The first AI-powered, turn-key platform for identification and absolute quantitation from mass-spectrometry data.

June 2025

Series A

~$13.75M led by Lewis & Clark Partners and OMX Ventures, with Pillar VC, Germin8, Intermountain and Tarsadia. Carolyn Fritz joins the board.

Oct 2025

LSM-MS2 research published

A foundation model bridging spectral identification and biological interpretation, with reported state-of-the-art accuracy.

By The Numbers

Does reading better actually find more?

LSM-MS2 vs. existing methods

Reported relative improvement · spectral identification
Accuracy on challenging isomeric compounds+30%
+30%
Correct IDs in complex biological samples+42%
+42%
Prior-method baseline (reference)0%
base

Figures as reported by Matterworks for its LSM-MS2 model. Bar lengths are scaled for comparison, not absolute scores.

The Proof

What the numbers say

~$13.75M
Total funding raised
Billions
Spectra used in training
~45
Employees
2019
Year founded
+42%
More correct IDs (LSM-MS2)
Minutes
To read what took weeks
The Mission

A data layer biology has been missing

Matterworks runs a model-as-a-service business: it sells access to its spectral models and to Pyxis, and customers point them at data from instruments they already own. The Series A money, the company says, goes toward growing that service and expanding its machine-learning and scientific teams. The framing is bigger than a software upgrade. If molecular data becomes something any biologist can read on demand, then biology gets a new layer to work with - measurements that were always being recorded but rarely used.

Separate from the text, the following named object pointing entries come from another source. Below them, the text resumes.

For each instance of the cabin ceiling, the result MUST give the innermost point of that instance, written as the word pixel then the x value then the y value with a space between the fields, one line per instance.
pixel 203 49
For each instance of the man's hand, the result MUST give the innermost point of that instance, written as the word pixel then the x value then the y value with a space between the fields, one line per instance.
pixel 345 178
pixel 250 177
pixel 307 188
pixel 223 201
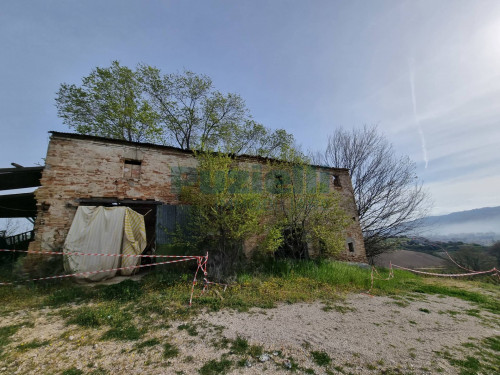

"Unlock unstructured molecular data for predictive biology - and make mass spectrometry accessible to every biologist."

- Matterworks, on what it is for

There is healthy skepticism to hold here. Foundation-model claims are easy to make and hard to verify, and "AI for biology" is a crowded, sometimes overpromised neighborhood. Matterworks' reported gains - 30% on isomers, 42% more correct identifications - are the company's own figures, and the real test is whether labs see them on their own messy samples, not in a press release. The endorsements from investors and partners are encouraging; they are not proof.

Why It Matters Tomorrow

Back to that unreadable graph

Return to the lab from the opening, and the spectrometer humming through another sample. The forest of peaks is still there - thousands of signals, recorded in seconds. What has changed is what happens next. Instead of weeks of expert handwork that surfaces a few dozen molecules, the raw signal goes into a model and comes back as a list: identified, quantified, and ready to act on, in minutes rather than weeks.

That is the bet Matterworks is making - that the bottleneck in biology was never the instrument, but the reading. Whether the whole field comes to read molecules this way is still an open question. But the graph that almost nobody could read is, for a growing number of labs, starting to read back.